A stellar jobs report in July is telling Fannie Mae that a near-term hike in personal incomes and an increased pace of hiring could spur consumers to spend more. This should help businesses improve their bottom lines and help them lower their inventory levels.
"Second quarter growth was a disappointment, but consumer spending appears solid heading into Q3, and we expect inventory investment to balance out after a surprising drawdown in Q2," said Doug Duncan, Fannie Mae chief economist.
"Credit expansion, combined with improving labor market conditions and strengthening household balance sheets, should continue to support consumers, who will likely be the primary driver of growth again in the second half of the year."
At present, the housing market is a "mixed bag," Duncan said.
New and existing homes have sold well, but single-family starts are down -- a trend that doesn't bode well if the market is to expand. Housing availability continues to hamper the industry, making affordability an issue as well, especially at the lower end of the spectrum.
"Robust rental demand during the second quarter of the year has created the lowest rental vacancy rate in decades," Duncan added. "In addition, the homeownership rate dropped to below 63 percent in the second quarter."
But there are signs that Millennials are at least beginning to buy more homes because of job and wage growth, as well as favorable mortgage rates.
Retail Sales Decline 0.3 Percent in August
Retail sales climbed 0.1 percent in July, but dropped 0.3 percent in August, the Wells Fargo Economics Group reports.
Excluding car and auto parts sales, the retail sales index was down 0.1 percent, so weakness in auto sales was perhaps the major reason for the significant drop in overall retail sales.
Motor vehicle and auto part dealer sales were down 0.9 percent in August, even though this sector jumped 1.7 percent in July. Furniture sales were down 0.7 percent in August after a decline of 1.1 percent in July. Sales of electronics and appliances stores grew 0.1 percent. Gasoline station sales dropped 0.8 percent after plunging 2.6 percent in July. Miscellaneous store retailers' sales plummeted 2.4 percent after increasing 0.3 percent in July.

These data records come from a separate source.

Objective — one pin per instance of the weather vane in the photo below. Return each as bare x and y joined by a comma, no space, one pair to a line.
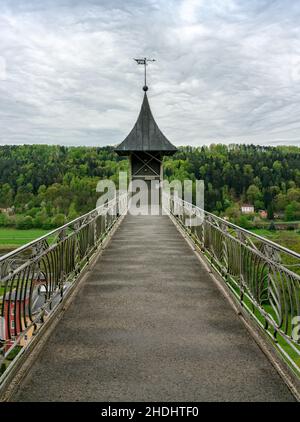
144,62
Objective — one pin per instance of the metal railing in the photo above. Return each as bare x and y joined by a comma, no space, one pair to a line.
35,278
263,276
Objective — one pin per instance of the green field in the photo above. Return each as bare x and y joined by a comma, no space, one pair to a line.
13,238
288,238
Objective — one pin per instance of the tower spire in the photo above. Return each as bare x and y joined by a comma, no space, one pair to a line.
144,62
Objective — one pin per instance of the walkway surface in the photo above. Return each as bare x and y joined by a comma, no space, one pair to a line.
149,324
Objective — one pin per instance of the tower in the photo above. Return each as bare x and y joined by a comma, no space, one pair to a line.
145,146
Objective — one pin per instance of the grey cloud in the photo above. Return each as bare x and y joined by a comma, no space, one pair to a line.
226,70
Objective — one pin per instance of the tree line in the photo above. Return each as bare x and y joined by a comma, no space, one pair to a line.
44,186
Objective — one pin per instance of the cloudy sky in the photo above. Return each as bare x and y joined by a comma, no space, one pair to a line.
226,70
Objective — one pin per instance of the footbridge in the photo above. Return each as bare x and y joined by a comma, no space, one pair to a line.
180,306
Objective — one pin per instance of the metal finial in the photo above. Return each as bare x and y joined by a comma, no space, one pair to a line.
144,62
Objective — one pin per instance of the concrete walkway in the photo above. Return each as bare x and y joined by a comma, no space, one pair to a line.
149,324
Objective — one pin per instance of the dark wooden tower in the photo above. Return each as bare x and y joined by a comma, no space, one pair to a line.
146,145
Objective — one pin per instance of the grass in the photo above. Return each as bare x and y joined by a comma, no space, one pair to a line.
13,238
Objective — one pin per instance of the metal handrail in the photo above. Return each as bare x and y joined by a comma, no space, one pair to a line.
263,276
248,232
36,278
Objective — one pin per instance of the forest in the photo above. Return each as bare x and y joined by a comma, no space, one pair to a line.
44,186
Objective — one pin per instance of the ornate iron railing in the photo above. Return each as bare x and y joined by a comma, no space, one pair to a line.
263,276
35,278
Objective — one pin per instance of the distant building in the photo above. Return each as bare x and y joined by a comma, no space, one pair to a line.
247,209
263,214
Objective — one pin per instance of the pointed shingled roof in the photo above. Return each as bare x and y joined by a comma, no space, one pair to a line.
146,135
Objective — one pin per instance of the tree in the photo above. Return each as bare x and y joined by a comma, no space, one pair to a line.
24,223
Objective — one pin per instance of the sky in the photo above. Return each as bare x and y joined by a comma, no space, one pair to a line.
226,70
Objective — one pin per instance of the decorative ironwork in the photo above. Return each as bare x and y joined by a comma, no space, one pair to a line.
35,278
262,275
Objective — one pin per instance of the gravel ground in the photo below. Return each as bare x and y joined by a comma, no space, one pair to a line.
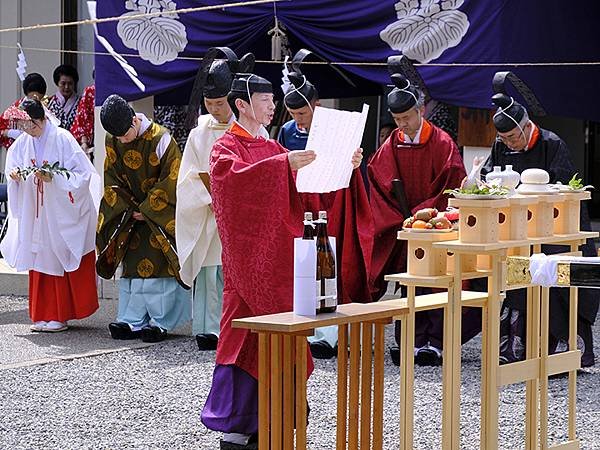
151,398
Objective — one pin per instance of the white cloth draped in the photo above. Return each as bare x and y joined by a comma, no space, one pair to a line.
198,243
49,232
543,268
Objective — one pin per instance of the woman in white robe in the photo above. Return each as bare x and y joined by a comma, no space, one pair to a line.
52,217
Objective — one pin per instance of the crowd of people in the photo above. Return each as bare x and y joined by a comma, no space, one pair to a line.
207,234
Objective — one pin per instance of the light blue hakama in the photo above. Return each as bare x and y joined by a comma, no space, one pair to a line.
208,300
153,301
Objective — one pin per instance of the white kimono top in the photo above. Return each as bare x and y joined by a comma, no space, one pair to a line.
49,231
198,243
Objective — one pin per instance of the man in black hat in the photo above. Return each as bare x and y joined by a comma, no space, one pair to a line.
525,145
258,212
198,243
136,224
347,220
427,161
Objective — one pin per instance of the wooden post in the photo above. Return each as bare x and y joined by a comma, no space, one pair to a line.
342,389
378,386
301,374
276,394
288,393
407,372
354,403
365,389
263,391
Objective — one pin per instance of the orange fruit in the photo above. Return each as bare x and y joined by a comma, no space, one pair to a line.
419,224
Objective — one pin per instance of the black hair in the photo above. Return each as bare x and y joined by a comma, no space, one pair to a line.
34,109
34,82
66,70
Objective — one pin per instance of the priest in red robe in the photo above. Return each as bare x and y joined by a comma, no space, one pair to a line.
258,213
426,161
354,238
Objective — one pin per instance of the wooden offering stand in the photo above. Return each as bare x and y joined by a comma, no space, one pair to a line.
490,231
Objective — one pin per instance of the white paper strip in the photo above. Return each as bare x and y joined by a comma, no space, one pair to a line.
334,136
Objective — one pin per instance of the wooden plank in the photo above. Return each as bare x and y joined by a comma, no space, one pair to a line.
455,311
432,236
378,379
354,405
478,203
365,388
288,393
544,325
301,375
276,394
342,388
263,390
573,301
349,313
519,372
532,352
570,445
407,376
564,362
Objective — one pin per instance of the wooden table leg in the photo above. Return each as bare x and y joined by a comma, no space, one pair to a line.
407,372
301,374
532,352
365,390
545,306
276,394
354,404
378,386
288,393
342,389
495,285
263,391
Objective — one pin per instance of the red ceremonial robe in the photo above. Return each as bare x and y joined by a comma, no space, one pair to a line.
426,169
258,213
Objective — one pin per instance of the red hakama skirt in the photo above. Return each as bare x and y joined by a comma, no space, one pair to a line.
71,296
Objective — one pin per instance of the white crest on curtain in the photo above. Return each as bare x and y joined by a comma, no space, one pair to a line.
425,28
158,39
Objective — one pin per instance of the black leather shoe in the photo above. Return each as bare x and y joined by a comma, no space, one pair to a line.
322,350
153,333
251,445
207,342
428,357
122,331
395,354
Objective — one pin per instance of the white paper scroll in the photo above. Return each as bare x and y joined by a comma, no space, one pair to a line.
334,136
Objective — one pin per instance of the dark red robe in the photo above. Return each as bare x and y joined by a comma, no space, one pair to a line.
258,213
426,169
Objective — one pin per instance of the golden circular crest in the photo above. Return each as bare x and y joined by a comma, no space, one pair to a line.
174,170
133,159
154,242
153,159
159,200
170,227
145,268
135,241
148,183
110,196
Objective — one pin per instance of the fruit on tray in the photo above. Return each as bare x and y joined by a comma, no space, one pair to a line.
431,219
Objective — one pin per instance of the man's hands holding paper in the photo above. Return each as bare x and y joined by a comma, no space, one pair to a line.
301,158
357,158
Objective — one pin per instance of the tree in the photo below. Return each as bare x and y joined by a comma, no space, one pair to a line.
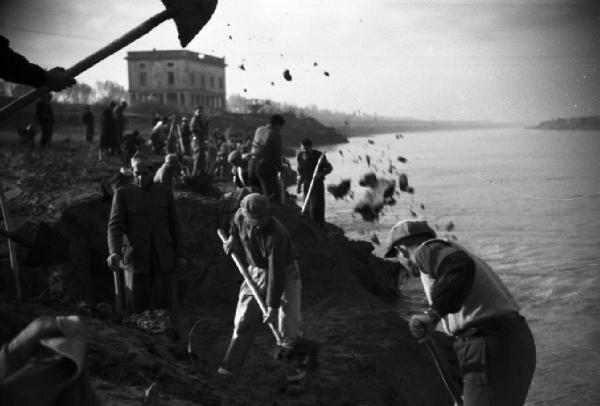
109,90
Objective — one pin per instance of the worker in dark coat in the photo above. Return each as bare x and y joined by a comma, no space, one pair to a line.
108,134
144,237
307,162
16,68
266,158
493,343
44,118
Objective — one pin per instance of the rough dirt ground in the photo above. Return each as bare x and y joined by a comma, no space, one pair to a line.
367,356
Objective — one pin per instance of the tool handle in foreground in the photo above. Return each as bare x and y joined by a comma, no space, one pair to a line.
252,286
442,367
90,61
312,182
14,262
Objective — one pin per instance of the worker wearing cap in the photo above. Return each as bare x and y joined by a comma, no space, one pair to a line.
494,345
169,171
152,252
271,257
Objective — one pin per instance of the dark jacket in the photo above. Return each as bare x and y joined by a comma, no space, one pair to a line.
44,115
271,249
307,162
148,218
16,68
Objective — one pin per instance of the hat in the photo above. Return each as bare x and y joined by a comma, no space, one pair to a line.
234,156
171,159
405,229
256,209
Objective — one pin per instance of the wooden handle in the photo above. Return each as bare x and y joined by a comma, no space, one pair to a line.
252,286
90,61
312,182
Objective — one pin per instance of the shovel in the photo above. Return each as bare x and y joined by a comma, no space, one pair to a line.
252,286
312,182
190,17
443,368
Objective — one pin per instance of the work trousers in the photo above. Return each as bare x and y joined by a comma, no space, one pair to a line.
46,138
263,174
248,316
316,204
497,367
151,291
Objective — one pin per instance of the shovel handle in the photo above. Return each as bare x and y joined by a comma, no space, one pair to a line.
91,60
252,286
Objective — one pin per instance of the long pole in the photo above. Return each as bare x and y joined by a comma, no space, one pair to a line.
442,366
312,182
14,262
91,60
252,286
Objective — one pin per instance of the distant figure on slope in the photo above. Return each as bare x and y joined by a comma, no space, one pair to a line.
44,118
266,158
16,68
494,345
307,162
268,249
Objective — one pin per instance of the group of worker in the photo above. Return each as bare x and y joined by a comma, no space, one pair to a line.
466,298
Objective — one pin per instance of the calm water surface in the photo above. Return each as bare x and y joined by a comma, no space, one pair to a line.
528,201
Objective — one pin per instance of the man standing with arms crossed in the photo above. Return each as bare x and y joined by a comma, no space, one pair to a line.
273,268
145,214
265,161
494,345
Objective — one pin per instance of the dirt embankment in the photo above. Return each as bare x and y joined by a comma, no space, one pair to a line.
368,356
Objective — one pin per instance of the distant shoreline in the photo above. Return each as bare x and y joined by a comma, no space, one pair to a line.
574,123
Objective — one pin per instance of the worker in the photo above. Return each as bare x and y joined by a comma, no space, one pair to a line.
266,157
307,160
493,342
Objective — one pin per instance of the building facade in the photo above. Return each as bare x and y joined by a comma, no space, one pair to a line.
180,78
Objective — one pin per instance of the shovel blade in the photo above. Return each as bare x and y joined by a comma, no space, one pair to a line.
190,16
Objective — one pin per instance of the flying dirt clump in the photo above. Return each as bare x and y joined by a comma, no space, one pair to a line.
379,194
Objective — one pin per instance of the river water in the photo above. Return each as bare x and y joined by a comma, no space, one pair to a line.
527,201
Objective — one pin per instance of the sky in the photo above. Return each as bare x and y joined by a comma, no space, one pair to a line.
500,60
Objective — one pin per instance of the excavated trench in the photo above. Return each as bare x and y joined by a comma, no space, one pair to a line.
368,357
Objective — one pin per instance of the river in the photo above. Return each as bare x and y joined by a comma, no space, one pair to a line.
527,201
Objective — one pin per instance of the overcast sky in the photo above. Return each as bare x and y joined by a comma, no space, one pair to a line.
502,60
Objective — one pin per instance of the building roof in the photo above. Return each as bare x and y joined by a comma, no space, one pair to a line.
176,54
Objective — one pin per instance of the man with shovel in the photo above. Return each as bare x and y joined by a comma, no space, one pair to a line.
494,345
152,253
273,269
312,169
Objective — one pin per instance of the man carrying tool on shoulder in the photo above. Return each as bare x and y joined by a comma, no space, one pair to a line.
273,268
494,345
308,159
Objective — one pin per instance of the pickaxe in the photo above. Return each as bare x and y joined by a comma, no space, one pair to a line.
190,17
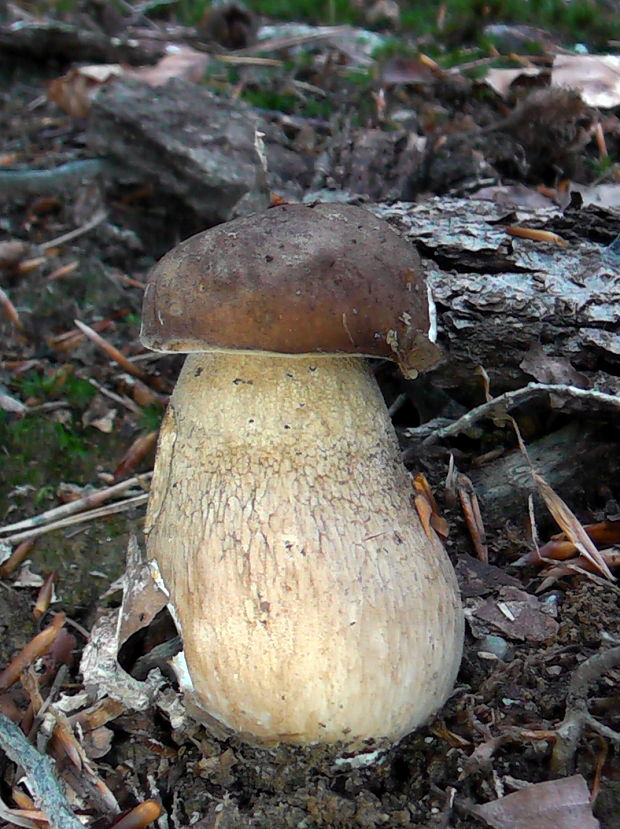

"The strongest sectors of the retail sales and food services index were those related to food and drink," Wells Fargo's economists said. "On the retail sales side, food and beverage store sales were up 0.3 percent, while grocery store sales (a sub-segment) were up 0.4 percent. On the service side of the report, food services and drinking place sales were up a strong 0.9 percent after a flat month in July.
"Thus, do not count consumers out just yet," Wells Fargo said. "Although the goods side of consumer demand was weak, the service side is still strong. They were probably just enjoying the last months of the summer."